We've basically come full circle to the AOL model, where there are "hubs" of content that cater to specific categories. YouTube has ALL the long-form essays. Tiktok has ALL the humorous videos. Medium has ALL the opinion pieces. Reddit has ALL the flame wars. Mayo Clinic has ALL the drug side-effects. Amazon has ALL the shopping. Ebay has ALL the collectables.

None of these big companies want nasty little web crawlers poking and prodding their site. But they accept Google crawlers, because Google brings them users. Are they going to be that friendly to your crawler?
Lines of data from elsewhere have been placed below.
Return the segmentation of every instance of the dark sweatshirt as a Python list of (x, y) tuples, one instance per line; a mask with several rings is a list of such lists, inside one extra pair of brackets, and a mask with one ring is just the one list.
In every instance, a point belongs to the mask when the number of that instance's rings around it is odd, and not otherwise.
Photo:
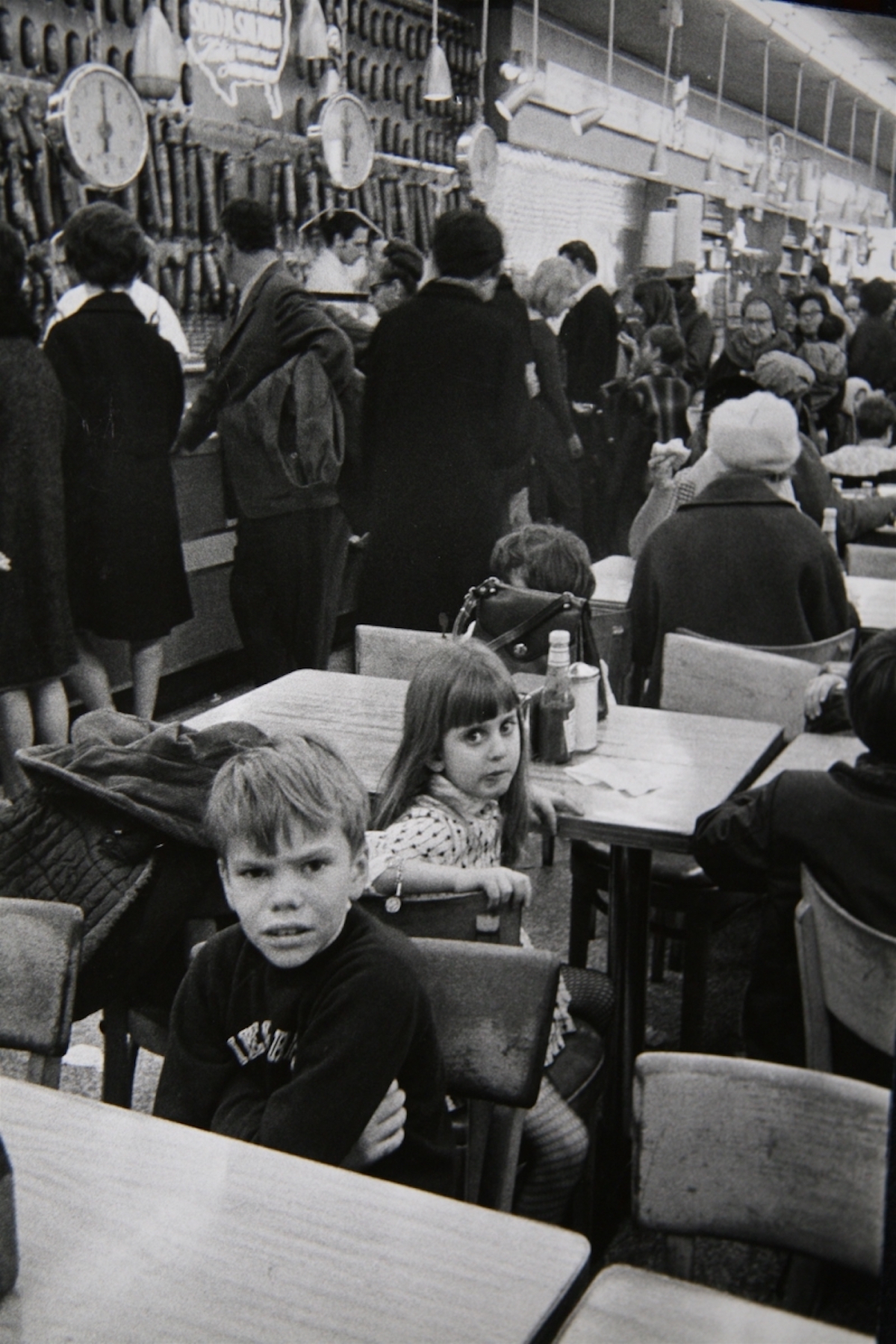
[(239, 926), (201, 948), (175, 1000), (154, 1113), (339, 1165), (394, 1078), (404, 1141), (369, 1172), (450, 1195), (442, 1058), (411, 945), (352, 907), (339, 938), (292, 970)]

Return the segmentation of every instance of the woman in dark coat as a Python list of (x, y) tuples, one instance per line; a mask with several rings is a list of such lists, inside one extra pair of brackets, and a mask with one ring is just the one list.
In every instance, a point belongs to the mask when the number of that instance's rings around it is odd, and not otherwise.
[(35, 347), (24, 269), (19, 235), (0, 224), (0, 767), (7, 797), (27, 786), (15, 761), (19, 747), (67, 741), (60, 676), (75, 659), (63, 546), (66, 409)]
[(529, 333), (539, 395), (529, 406), (529, 513), (535, 523), (556, 523), (582, 536), (582, 491), (575, 462), (584, 449), (566, 394), (566, 358), (548, 327), (578, 289), (572, 263), (548, 257), (529, 282)]
[(494, 310), (500, 230), (449, 211), (433, 238), (439, 280), (373, 332), (363, 445), (371, 540), (359, 618), (437, 630), (488, 575), (508, 468), (525, 456), (525, 364)]
[(134, 712), (152, 718), (163, 640), (192, 616), (169, 452), (184, 403), (180, 360), (121, 286), (146, 261), (133, 219), (105, 202), (64, 230), (67, 265), (95, 296), (46, 344), (67, 402), (69, 591), (78, 630), (73, 673), (90, 708), (111, 706), (87, 634), (126, 640)]

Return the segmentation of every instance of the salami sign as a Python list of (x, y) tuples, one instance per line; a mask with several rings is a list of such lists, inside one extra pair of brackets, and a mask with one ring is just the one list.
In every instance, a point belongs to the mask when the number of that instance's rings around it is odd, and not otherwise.
[(230, 108), (240, 85), (262, 87), (271, 117), (282, 117), (289, 31), (289, 0), (189, 0), (189, 59)]

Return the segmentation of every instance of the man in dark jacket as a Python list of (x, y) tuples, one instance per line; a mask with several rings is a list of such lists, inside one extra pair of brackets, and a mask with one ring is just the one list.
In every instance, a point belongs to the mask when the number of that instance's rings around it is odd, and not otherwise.
[[(720, 887), (767, 896), (744, 1038), (752, 1055), (780, 1063), (803, 1063), (794, 938), (799, 866), (862, 923), (896, 935), (896, 630), (858, 653), (846, 698), (868, 755), (826, 773), (785, 770), (697, 823), (695, 855), (709, 876)], [(891, 1068), (888, 1060), (880, 1081)]]
[(450, 625), (488, 578), (501, 473), (528, 449), (521, 343), (490, 302), (501, 233), (485, 215), (449, 211), (433, 257), (439, 278), (373, 332), (363, 411), (371, 540), (359, 616), (416, 630)]
[[(351, 343), (279, 259), (269, 207), (232, 200), (220, 222), (218, 255), (239, 289), (239, 308), (220, 345), (207, 352), (208, 375), (176, 448), (189, 452), (219, 431), (238, 516), (230, 595), (261, 685), (296, 668), (326, 667), (349, 526), (334, 485), (297, 489), (281, 454), (270, 454), (239, 413), (269, 375), (312, 353), (351, 419), (356, 375)], [(300, 457), (302, 429), (292, 431)]]
[(771, 392), (713, 411), (707, 456), (724, 472), (650, 535), (634, 573), (633, 659), (649, 669), (645, 704), (660, 703), (670, 630), (785, 645), (856, 624), (837, 556), (793, 503), (799, 452), (797, 414)]
[(579, 289), (560, 327), (560, 344), (567, 363), (567, 396), (584, 448), (578, 462), (583, 535), (596, 559), (607, 554), (602, 544), (596, 505), (602, 488), (596, 415), (600, 388), (617, 376), (619, 319), (613, 300), (598, 284), (598, 261), (588, 245), (580, 239), (564, 243), (560, 257), (572, 263), (579, 281)]

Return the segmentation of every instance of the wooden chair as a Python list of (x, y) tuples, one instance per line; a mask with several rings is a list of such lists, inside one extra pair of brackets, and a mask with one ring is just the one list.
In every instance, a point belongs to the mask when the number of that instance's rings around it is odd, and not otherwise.
[[(692, 640), (703, 640), (705, 644), (728, 644), (728, 640), (713, 640), (708, 634), (697, 634), (696, 630), (676, 630), (676, 634), (686, 634)], [(803, 663), (814, 663), (822, 667), (825, 663), (849, 663), (856, 646), (856, 630), (844, 630), (842, 634), (832, 634), (826, 640), (815, 640), (814, 644), (735, 644), (736, 649), (755, 649), (756, 653), (776, 653), (782, 659), (801, 659)]]
[(509, 1211), (523, 1111), (535, 1105), (560, 961), (532, 948), (415, 938), (449, 1094), (469, 1102), (463, 1199)]
[(803, 730), (806, 687), (817, 675), (813, 661), (666, 634), (660, 708), (779, 723), (790, 742)]
[(355, 671), (359, 676), (384, 676), (410, 681), (424, 657), (442, 645), (446, 636), (435, 630), (399, 630), (390, 625), (355, 628)]
[(896, 938), (848, 914), (802, 870), (797, 954), (806, 1028), (806, 1063), (830, 1073), (833, 1013), (887, 1055), (896, 1036)]
[(693, 1236), (879, 1274), (889, 1090), (752, 1059), (639, 1055), (634, 1214), (689, 1278)]
[(889, 546), (846, 547), (846, 573), (869, 579), (896, 579), (896, 551)]
[(83, 915), (54, 900), (0, 899), (0, 1047), (28, 1051), (28, 1082), (58, 1087), (71, 1036)]

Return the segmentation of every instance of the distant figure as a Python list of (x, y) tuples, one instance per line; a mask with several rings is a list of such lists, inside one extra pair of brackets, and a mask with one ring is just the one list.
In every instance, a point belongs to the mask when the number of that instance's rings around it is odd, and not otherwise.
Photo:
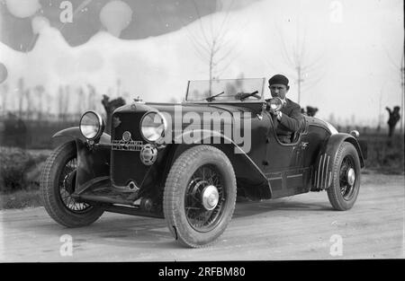
[(318, 112), (318, 109), (317, 108), (313, 108), (311, 106), (307, 106), (307, 115), (308, 116), (315, 116), (315, 114), (317, 114)]
[(398, 121), (400, 119), (400, 108), (399, 106), (395, 106), (393, 109), (393, 111), (392, 111), (388, 106), (385, 108), (385, 110), (387, 110), (388, 113), (390, 114), (390, 118), (388, 119), (388, 122), (387, 122), (388, 128), (389, 128), (389, 131), (388, 131), (389, 137), (392, 136), (394, 129), (395, 129), (395, 125), (397, 125)]
[(5, 146), (26, 147), (27, 127), (22, 119), (8, 112), (4, 120), (4, 145)]

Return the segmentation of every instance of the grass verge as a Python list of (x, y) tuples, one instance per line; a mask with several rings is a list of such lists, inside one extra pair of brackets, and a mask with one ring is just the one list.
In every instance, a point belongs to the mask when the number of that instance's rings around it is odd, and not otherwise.
[(17, 190), (13, 193), (0, 193), (0, 210), (21, 209), (42, 206), (40, 190)]

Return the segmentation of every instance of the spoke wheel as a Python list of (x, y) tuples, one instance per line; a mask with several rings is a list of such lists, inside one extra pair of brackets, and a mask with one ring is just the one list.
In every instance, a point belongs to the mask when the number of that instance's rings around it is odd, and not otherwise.
[(222, 181), (212, 165), (203, 165), (193, 174), (185, 191), (184, 211), (195, 231), (209, 232), (220, 221), (226, 198)]
[(77, 152), (75, 141), (63, 144), (47, 159), (40, 194), (45, 210), (57, 223), (68, 227), (93, 224), (104, 213), (97, 206), (77, 202), (75, 191)]
[(184, 151), (167, 175), (163, 201), (167, 226), (179, 243), (197, 248), (215, 241), (235, 209), (236, 179), (230, 160), (210, 145)]
[(350, 209), (360, 189), (360, 159), (352, 144), (340, 145), (332, 166), (332, 179), (327, 189), (330, 204), (339, 211)]
[(60, 198), (68, 210), (74, 213), (83, 213), (91, 208), (87, 203), (76, 202), (71, 194), (75, 190), (76, 170), (77, 169), (77, 158), (68, 159), (65, 167), (62, 169), (58, 186), (60, 190)]

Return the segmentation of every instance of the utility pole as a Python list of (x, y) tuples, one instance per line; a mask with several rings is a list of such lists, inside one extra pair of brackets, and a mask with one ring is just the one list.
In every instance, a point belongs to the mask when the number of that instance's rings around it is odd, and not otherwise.
[(300, 103), (300, 101), (301, 101), (301, 83), (302, 83), (302, 82), (304, 82), (304, 80), (302, 79), (302, 72), (301, 72), (301, 65), (299, 65), (298, 66), (297, 66), (297, 82), (298, 82), (298, 104), (301, 104)]
[[(405, 40), (404, 40), (404, 43), (405, 43)], [(402, 88), (402, 92), (400, 94), (400, 135), (403, 134), (403, 119), (404, 119), (404, 116), (403, 116), (403, 107), (404, 107), (404, 102), (403, 102), (403, 98), (405, 95), (405, 59), (404, 59), (404, 52), (402, 51), (402, 59), (400, 62), (400, 87)]]

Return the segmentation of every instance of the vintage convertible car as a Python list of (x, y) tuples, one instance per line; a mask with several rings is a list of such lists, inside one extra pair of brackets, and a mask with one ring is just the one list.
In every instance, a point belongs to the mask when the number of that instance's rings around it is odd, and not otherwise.
[(134, 100), (116, 109), (111, 136), (94, 111), (44, 166), (40, 195), (49, 215), (68, 227), (104, 211), (165, 218), (181, 244), (214, 241), (230, 223), (237, 194), (251, 200), (327, 190), (337, 210), (350, 209), (360, 188), (366, 145), (304, 116), (291, 144), (277, 138), (265, 100), (266, 80), (188, 82), (182, 103)]

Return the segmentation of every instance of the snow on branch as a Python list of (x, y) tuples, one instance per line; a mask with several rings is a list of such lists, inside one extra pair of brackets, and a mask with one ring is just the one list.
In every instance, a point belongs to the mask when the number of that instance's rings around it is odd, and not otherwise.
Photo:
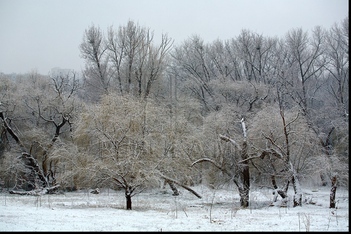
[(226, 142), (230, 142), (232, 143), (233, 143), (234, 144), (234, 146), (236, 146), (239, 149), (241, 149), (239, 145), (237, 145), (236, 144), (236, 142), (233, 140), (232, 138), (226, 137), (225, 136), (223, 136), (223, 135), (219, 134), (219, 138), (221, 140), (223, 140), (223, 141), (225, 141)]

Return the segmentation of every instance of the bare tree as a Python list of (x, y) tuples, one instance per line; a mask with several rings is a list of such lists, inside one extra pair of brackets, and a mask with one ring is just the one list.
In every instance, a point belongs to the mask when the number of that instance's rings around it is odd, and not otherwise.
[(111, 79), (105, 40), (100, 27), (92, 24), (85, 30), (79, 47), (80, 57), (85, 62), (83, 74), (88, 84), (98, 89), (96, 93), (98, 90), (99, 93), (106, 93)]

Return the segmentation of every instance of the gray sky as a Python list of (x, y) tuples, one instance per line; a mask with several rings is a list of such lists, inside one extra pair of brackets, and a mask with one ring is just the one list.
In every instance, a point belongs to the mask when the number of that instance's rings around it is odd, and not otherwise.
[(348, 0), (0, 0), (0, 72), (47, 74), (84, 68), (78, 46), (92, 23), (104, 32), (129, 19), (179, 43), (193, 34), (224, 40), (243, 28), (284, 36), (302, 27), (329, 29), (348, 15)]

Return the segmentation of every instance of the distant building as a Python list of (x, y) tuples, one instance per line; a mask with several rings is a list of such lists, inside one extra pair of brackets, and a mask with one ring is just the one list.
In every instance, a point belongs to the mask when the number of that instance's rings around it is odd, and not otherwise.
[(16, 80), (16, 77), (17, 76), (17, 73), (14, 72), (12, 72), (11, 74), (4, 74), (2, 72), (0, 72), (0, 74), (5, 76), (9, 79), (12, 79), (13, 80)]
[(52, 77), (59, 76), (60, 75), (68, 75), (70, 76), (72, 75), (72, 72), (71, 72), (72, 71), (72, 69), (57, 67), (51, 69), (51, 76)]

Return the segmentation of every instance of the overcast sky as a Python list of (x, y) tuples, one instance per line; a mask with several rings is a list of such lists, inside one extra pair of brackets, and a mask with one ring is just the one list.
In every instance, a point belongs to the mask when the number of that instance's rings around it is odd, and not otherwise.
[(193, 34), (224, 40), (243, 28), (279, 37), (329, 28), (348, 13), (348, 0), (0, 0), (0, 72), (80, 71), (78, 46), (92, 23), (106, 32), (130, 18), (154, 30), (156, 42), (163, 32), (177, 44)]

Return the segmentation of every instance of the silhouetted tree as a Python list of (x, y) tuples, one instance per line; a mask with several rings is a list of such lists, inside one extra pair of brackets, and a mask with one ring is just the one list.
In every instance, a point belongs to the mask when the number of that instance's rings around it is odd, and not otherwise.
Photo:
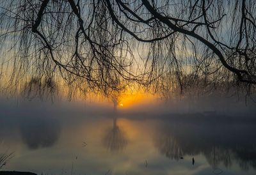
[(2, 54), (10, 49), (5, 54), (13, 58), (12, 70), (1, 70), (12, 82), (29, 73), (104, 93), (118, 89), (120, 77), (182, 89), (182, 76), (193, 73), (256, 84), (253, 0), (11, 0), (0, 6)]

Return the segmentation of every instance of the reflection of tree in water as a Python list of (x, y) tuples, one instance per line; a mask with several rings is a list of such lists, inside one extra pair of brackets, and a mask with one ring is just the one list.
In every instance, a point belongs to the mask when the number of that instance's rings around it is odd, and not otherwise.
[(124, 132), (117, 125), (116, 105), (118, 103), (113, 102), (113, 128), (107, 132), (103, 139), (103, 144), (111, 151), (118, 151), (126, 146), (127, 139)]
[(52, 146), (60, 132), (60, 123), (53, 118), (31, 118), (20, 125), (22, 141), (31, 149)]
[(230, 149), (213, 146), (209, 150), (204, 150), (204, 155), (214, 169), (218, 168), (221, 164), (225, 167), (230, 167), (232, 165), (232, 152)]
[(234, 162), (243, 170), (256, 169), (255, 124), (227, 123), (216, 127), (211, 122), (199, 123), (164, 122), (155, 137), (155, 146), (174, 160), (202, 153), (214, 169), (221, 164), (228, 168)]

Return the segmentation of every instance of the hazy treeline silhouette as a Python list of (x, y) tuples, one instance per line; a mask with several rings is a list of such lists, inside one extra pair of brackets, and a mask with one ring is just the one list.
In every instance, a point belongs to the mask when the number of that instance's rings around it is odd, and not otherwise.
[(1, 79), (18, 90), (33, 77), (106, 95), (128, 82), (164, 93), (192, 86), (253, 91), (255, 6), (253, 0), (2, 1)]

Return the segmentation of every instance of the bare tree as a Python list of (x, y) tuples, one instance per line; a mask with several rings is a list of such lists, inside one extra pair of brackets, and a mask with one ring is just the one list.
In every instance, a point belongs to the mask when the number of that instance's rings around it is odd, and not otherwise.
[(119, 90), (120, 79), (164, 91), (182, 90), (188, 75), (211, 84), (256, 84), (253, 0), (11, 0), (0, 6), (1, 52), (13, 60), (1, 73), (10, 71), (15, 84), (28, 75), (61, 77), (72, 88), (108, 95)]

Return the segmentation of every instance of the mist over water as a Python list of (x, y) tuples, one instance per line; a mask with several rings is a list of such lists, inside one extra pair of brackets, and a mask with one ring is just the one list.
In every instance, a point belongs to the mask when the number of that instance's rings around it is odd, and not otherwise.
[(254, 174), (255, 108), (244, 99), (156, 97), (114, 110), (110, 101), (2, 97), (1, 150), (15, 154), (4, 170)]

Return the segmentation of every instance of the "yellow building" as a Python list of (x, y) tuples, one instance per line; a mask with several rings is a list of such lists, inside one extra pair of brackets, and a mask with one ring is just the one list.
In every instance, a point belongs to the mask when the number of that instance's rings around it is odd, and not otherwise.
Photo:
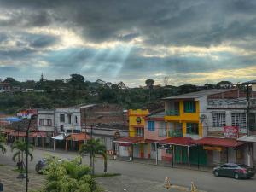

Of course, I still dream. Maybe a hub-based internet needs a hub-aware search engine?

chiefsearchaco · 6 months ago
Well I can't respond to everyone - I am the one running the search engine. And yes, it did crash today from load. Usage increased 20x this week vs last and I was totally unprepared. I don't know if that counts as a good launch or a bad one. For some reason in my head I imagined usage would be some slow steady ramp.

Thank you for those who tried it, and I'm sorry if you were one of the people it didn't perform for. As far as load goes this was the first day it truly had a "trial by fire".

OJFord · 6 months ago
'Google rival' is quite a stretch, surely 'search engine' is not just more accurate, but clearer too with all that Google does today, as if that's new.